試しにリンと手を繋ぎながら、モニターに触れログインしてみた。
目が開けていられないほどの光が、俺達を照らした。
目を開けると、ベルナの街にいた。
「案外、簡単なものだな。今度は記憶も残ってるし、楽勝~楽勝~」
俺は腰に手を当て、高らかに笑った。
それを見て街の人が逃げていく。
隣でリンは冷ややかな目で見る。
「へっきしゅ、あ~寒い。風邪引いたかなって、また俺裸でチ〇コ丸出しじゃん」
どうやら装備はリセットされたらしい。
「リン、服貸してくれよ~」
「お兄ちゃん、引っ張んないで」
「おい、変態がいるぞ。

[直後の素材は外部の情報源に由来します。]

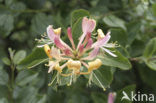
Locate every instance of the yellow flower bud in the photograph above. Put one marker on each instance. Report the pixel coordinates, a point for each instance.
(100, 34)
(57, 31)
(94, 65)
(74, 65)
(47, 50)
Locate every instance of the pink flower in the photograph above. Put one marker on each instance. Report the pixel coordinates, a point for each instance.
(74, 57)
(111, 97)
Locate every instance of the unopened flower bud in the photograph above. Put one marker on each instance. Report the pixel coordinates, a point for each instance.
(94, 65)
(100, 34)
(58, 68)
(57, 31)
(74, 65)
(47, 50)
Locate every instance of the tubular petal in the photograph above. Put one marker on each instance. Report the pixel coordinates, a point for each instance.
(92, 54)
(70, 37)
(57, 31)
(102, 41)
(94, 65)
(50, 32)
(58, 43)
(47, 50)
(74, 65)
(100, 34)
(109, 52)
(88, 25)
(89, 44)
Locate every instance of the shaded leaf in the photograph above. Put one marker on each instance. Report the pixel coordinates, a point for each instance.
(77, 30)
(6, 61)
(119, 35)
(4, 78)
(150, 54)
(6, 24)
(120, 61)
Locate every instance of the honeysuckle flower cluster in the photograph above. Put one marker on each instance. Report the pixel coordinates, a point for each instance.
(80, 59)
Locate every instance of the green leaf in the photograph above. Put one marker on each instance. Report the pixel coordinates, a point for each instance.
(19, 56)
(42, 99)
(4, 91)
(3, 100)
(127, 90)
(150, 54)
(25, 95)
(132, 30)
(154, 8)
(37, 57)
(79, 14)
(120, 61)
(24, 77)
(147, 75)
(40, 22)
(6, 61)
(4, 78)
(77, 30)
(114, 21)
(99, 97)
(102, 77)
(6, 24)
(150, 48)
(116, 35)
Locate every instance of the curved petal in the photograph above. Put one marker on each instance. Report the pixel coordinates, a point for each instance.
(111, 97)
(92, 54)
(50, 32)
(109, 52)
(70, 37)
(102, 41)
(88, 25)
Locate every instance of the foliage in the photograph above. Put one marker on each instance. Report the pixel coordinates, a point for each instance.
(132, 26)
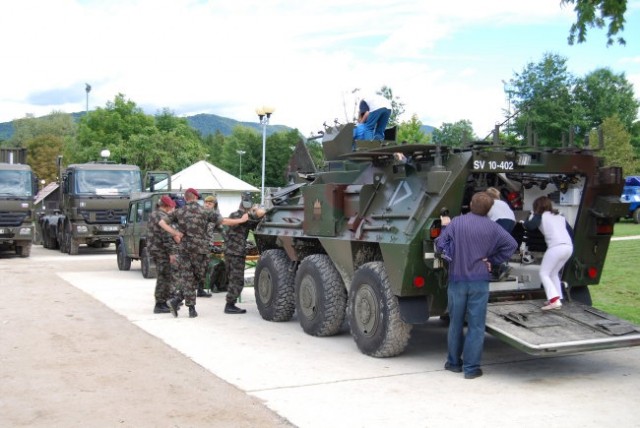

皆捕まえろ~」
俺は全裸のまま縛り上げられた。
リンが事情を話し、解放されたが戻った早々酷い仕打ちを食らったもんである。
仮にもこの街を、この世界を救った英雄だぞと思ったが、小さい男だと言われるのを恐れて胸にとどめた。
とりあえずリンに布の服を買ってもらい、おやっさんの武器屋へ向かった。
新たな旅が始まるのか、始まらないのか。